Eğlence endüstrisiyle işbirliği
Hollywood başta olmak üzere dünya sineması, büyük markaların pazarlama iletişimi aracı haline geldi. Blockbuster olarak adlandırılan gişe filmlerine daha senaryo aşamasında markalar sponsor olmak için sıraya giriyorlar. Türkiye’deki pazarlama uygulamalarında sık rastlanmayan iki veya daha çok markanın ortaklaşa promosyon faaliyetinde bulunmalarını ifade eden ‘Tie-in’, ABD’de büyük markaların başvurduğu kârlı bir pazarlama iletişimi yolu. Eğlence unsuru ise yine başrolde kuşkusuz. Ürünler aynı şirketten olabildiği gibi (intra tie-in) farklı şirketlerden de olabiliyor (inter tie-in). Belki de bu işi en iyi kotaran, fast-food sektörüyle Hollywood iş birliği olmuştur. Örneğin McDonald’s şubelerinde genç ve çocuk hedef kitleye yönelik olarak hazırlanan yemek menüleri yıllardır Disney ve Pixar stüdyolarının vizyon filmlerindeki temalar ve karakterlerle ilişkilendiriliyor. Filme gelenlere indirimli McDonald’s kuponları verilirken, McDonald’s dükkanlarını ziyaret edenler filmin afişleri ve oyuncaklarıyla karşılaşıyorlar. Ayrıca Mattel, Toys’R’Us gibi oyuncak ve çizgi roman üreticileri de benzer projelerde yer alıyorlar. Tie-in uygulamasının temelinde kazan-kazan anlayışı var. İki farklı ürün gamındaki markanın ortak hedef kitleleri üzerinde daha etkin olabilmek için bağlantılı eğlence temaları üzerinden işbirliği yapmaları marka beğenisine ve satışlara önemli destek oluyor.
Eğlenceye yönelim artıyor
Spor etkinlikleri de eğlencenin içinde değerlendiriliyor. Sadece spor karşılaşmaları değil, sporcuların kendileri bile birer pazarlama iletişimi aracı. Merchandising ürünleri, ürün yerleştirme, bilgisayar/cep telefonu oyunları, pop müzik klipleri, konserler, festivaller, yarışmalar özellikle genç hedef kitlesi olan markalar için vazgeçilmez.
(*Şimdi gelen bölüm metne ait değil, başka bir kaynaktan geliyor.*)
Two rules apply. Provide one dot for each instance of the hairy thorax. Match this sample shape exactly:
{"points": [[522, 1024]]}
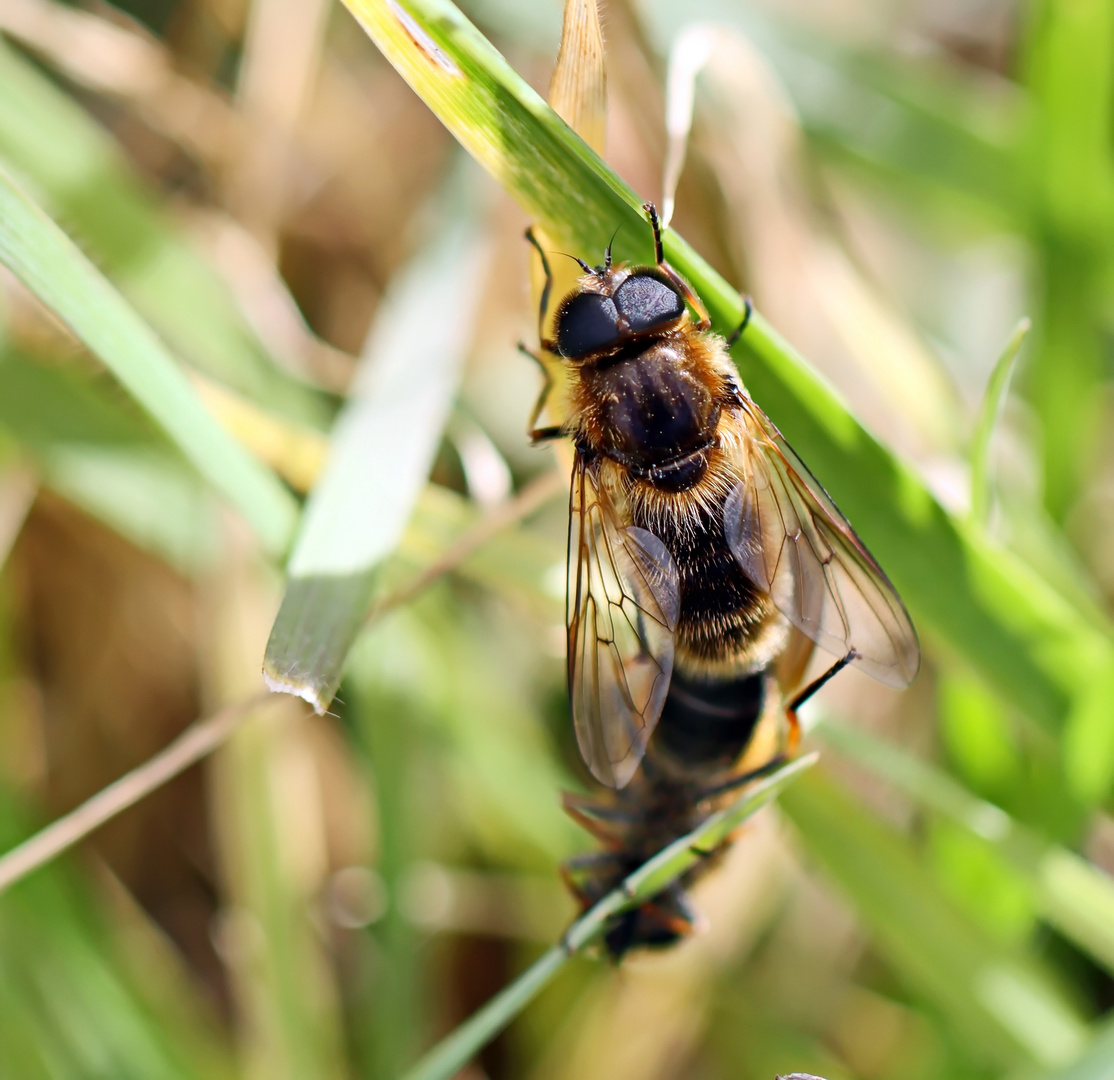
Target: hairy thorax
{"points": [[663, 430]]}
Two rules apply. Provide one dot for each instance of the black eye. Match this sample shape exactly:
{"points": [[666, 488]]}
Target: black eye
{"points": [[588, 323], [647, 302]]}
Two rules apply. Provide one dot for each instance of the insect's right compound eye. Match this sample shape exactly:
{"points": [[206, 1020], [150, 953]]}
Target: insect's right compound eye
{"points": [[587, 323]]}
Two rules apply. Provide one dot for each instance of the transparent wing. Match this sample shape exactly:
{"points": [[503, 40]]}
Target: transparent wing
{"points": [[624, 599], [792, 541]]}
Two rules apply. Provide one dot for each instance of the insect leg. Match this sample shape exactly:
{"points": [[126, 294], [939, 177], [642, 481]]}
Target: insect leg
{"points": [[794, 723], [536, 434], [546, 289], [704, 322], [738, 332]]}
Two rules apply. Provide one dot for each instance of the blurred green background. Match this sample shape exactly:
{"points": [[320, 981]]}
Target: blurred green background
{"points": [[896, 184]]}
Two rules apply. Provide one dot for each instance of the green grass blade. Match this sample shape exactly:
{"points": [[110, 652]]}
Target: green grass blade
{"points": [[1005, 1008], [987, 418], [1072, 895], [38, 252], [77, 173], [986, 604], [381, 453], [452, 1053]]}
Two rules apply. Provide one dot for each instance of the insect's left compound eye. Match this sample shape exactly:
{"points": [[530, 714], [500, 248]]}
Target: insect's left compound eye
{"points": [[647, 301], [586, 324]]}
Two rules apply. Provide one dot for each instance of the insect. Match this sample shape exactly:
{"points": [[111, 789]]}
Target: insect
{"points": [[693, 764], [699, 541]]}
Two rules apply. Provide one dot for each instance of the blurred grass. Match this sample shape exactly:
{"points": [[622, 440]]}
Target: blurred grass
{"points": [[341, 893]]}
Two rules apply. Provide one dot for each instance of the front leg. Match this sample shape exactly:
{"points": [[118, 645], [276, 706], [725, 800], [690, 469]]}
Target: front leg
{"points": [[548, 434]]}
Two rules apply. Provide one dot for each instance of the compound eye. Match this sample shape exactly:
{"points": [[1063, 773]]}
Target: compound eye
{"points": [[647, 301], [587, 323]]}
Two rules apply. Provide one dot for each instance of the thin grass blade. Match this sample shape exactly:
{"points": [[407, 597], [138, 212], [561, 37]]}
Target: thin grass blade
{"points": [[1072, 894], [452, 1053], [987, 419], [382, 448], [49, 263], [963, 590]]}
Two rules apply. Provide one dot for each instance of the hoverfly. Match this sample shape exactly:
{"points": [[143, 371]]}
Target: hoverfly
{"points": [[697, 538], [693, 762]]}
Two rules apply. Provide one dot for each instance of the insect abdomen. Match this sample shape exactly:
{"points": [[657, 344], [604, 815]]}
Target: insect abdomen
{"points": [[709, 722]]}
Pazarlamanın zorunlu dili haline gelen ‘eğlence’ unsurunu artık hiçbir pazarlamacının göz ardı etmesi mümkün değil. Sektör basınına göre ABD’de 2005 yılında markaların, eğlence (entertainment) ile ilişkili pazarlama faaliyetlerinde %30 artış görüldü. Ford, P&G ve Coca-Cola gibi en büyük reklamverenlerin %63’ü eğlence odaklı pazarlamaya yöneldi. Türkiye’de de bu eğilimi görmek mümkün; Coca-Cola’nın düzenlediği Rock’n Coke Festivali önde gelen örneklerden. Ayrıca Turkcell’in geçtiğimiz günlerde eğlence endüstrisinin devlerinden Warner Bros ile imzaladığı içerik anlaşması da dikkat çekici.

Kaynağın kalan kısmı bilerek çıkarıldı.